In [1]:
import torch
import torch.nn as nn
print("CUDA available: ", torch.cuda.is_available())
device = torch.device("cuda:0" if torch.cuda.is_available() else "cpu") 

CUDA available:  True


In [2]:
import importlib
import warnings
warnings.filterwarnings("ignore")

import os
current_directory = os.getcwd()
print(current_directory)

import time
import pandas as pd
import numpy as np

import matplotlib.pyplot as plt
from jupyterthemes import jtplot
jtplot.style(theme="monokai", context="notebook", ticks=True, grid=True)
import seaborn as sns

%load_ext autoreload
%autoreload 2

/home/lucy/Documents/MachineLearning/xLSTM


In [30]:
cleaned_tweets_df = pd.read_csv('./DataSet/cleaned_tweets.csv', index_col=0)
cleaned_tweets_df = cleaned_tweets_df[:500]

In [31]:
import os
import torch
import numpy as np
from torch.utils.data import DataLoader, Dataset, random_split
from transformers import GPT2Tokenizer
from tqdm import tqdm
import torch.cuda.amp as amp
import matplotlib.pyplot as plt

# Define your dataset class
class TweetDataset(Dataset):
    def __init__(self, texts, labels, tokenizer, max_length=256):
        self.texts = [str(text) for text in texts if text is not None]  # Ensure all texts are strings and non-null
        self.labels = labels
        self.tokenizer = tokenizer
        self.max_length = max_length

    def __len__(self):
        return len(self.texts)

    def __getitem__(self, idx):
        text = self.texts[idx]
        label = self.labels[idx]
        inputs = self.tokenizer.encode_plus(
            text,
            add_special_tokens=True,
            max_length=self.max_length,
            padding='max_length',
            truncation=True,
            return_tensors='pt'
        )
        input_ids = inputs['input_ids'].squeeze()
        return input_ids, torch.tensor(label, dtype=torch.long)

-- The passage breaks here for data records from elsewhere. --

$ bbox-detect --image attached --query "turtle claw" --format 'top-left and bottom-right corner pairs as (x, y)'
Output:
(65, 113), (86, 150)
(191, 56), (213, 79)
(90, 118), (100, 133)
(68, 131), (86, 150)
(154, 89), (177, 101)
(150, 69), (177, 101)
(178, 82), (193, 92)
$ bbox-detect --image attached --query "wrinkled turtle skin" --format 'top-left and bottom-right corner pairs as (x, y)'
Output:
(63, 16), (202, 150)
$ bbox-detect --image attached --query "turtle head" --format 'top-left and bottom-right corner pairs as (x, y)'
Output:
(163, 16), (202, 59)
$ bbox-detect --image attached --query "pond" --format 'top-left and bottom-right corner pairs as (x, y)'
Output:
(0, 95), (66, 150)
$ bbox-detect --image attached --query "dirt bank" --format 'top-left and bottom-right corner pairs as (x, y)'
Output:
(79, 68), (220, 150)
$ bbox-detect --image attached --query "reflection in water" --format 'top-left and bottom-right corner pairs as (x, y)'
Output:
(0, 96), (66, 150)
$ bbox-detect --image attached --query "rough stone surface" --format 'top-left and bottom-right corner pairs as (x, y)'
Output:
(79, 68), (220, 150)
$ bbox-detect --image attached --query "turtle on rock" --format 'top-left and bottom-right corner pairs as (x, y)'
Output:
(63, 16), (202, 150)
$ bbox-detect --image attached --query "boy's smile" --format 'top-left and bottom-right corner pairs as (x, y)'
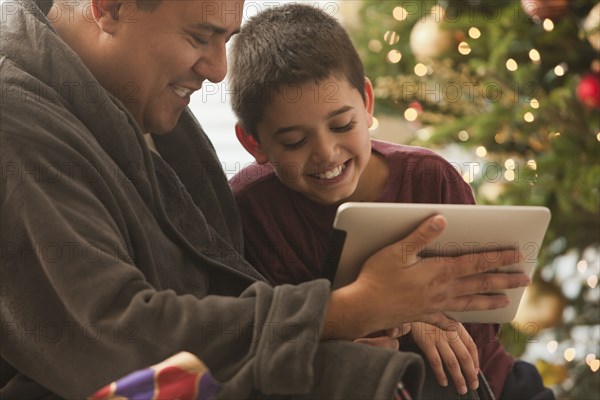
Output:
(254, 77), (373, 204)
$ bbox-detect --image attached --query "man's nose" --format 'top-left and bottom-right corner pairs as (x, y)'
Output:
(193, 44), (227, 83)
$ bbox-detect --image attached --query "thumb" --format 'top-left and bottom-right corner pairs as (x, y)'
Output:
(391, 215), (446, 265)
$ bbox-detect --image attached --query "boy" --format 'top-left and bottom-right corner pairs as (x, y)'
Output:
(230, 5), (551, 399)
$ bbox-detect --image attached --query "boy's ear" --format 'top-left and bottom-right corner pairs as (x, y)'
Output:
(235, 124), (269, 164)
(365, 77), (375, 128)
(91, 0), (127, 34)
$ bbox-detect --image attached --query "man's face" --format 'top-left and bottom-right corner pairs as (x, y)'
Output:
(257, 77), (372, 204)
(103, 0), (244, 133)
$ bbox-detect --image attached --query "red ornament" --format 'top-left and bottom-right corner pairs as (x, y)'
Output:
(577, 73), (600, 108)
(521, 0), (570, 20)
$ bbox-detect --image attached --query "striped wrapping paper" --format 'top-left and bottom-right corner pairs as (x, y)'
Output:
(90, 352), (221, 400)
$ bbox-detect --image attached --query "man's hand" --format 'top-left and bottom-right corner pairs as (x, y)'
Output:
(355, 324), (411, 351)
(321, 215), (531, 340)
(411, 322), (479, 394)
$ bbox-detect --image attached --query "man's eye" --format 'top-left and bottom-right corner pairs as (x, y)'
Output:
(190, 35), (208, 46)
(282, 138), (306, 150)
(331, 121), (355, 133)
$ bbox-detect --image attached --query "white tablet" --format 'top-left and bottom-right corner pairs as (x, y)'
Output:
(330, 203), (550, 323)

# Initialize the tokenizer
tokenizer = GPT2Tokenizer.from_pretrained('gpt2')
if tokenizer.pad_token is None:
    tokenizer.add_special_tokens({'pad_token': tokenizer.eos_token})

train_texts = cleaned_tweets_df['tweet'].tolist()  # Your training texts
train_labels = cleaned_tweets_df['label'].tolist()  # Your training labels


# Create the dataset
dataset = TweetDataset(train_texts, train_labels, tokenizer)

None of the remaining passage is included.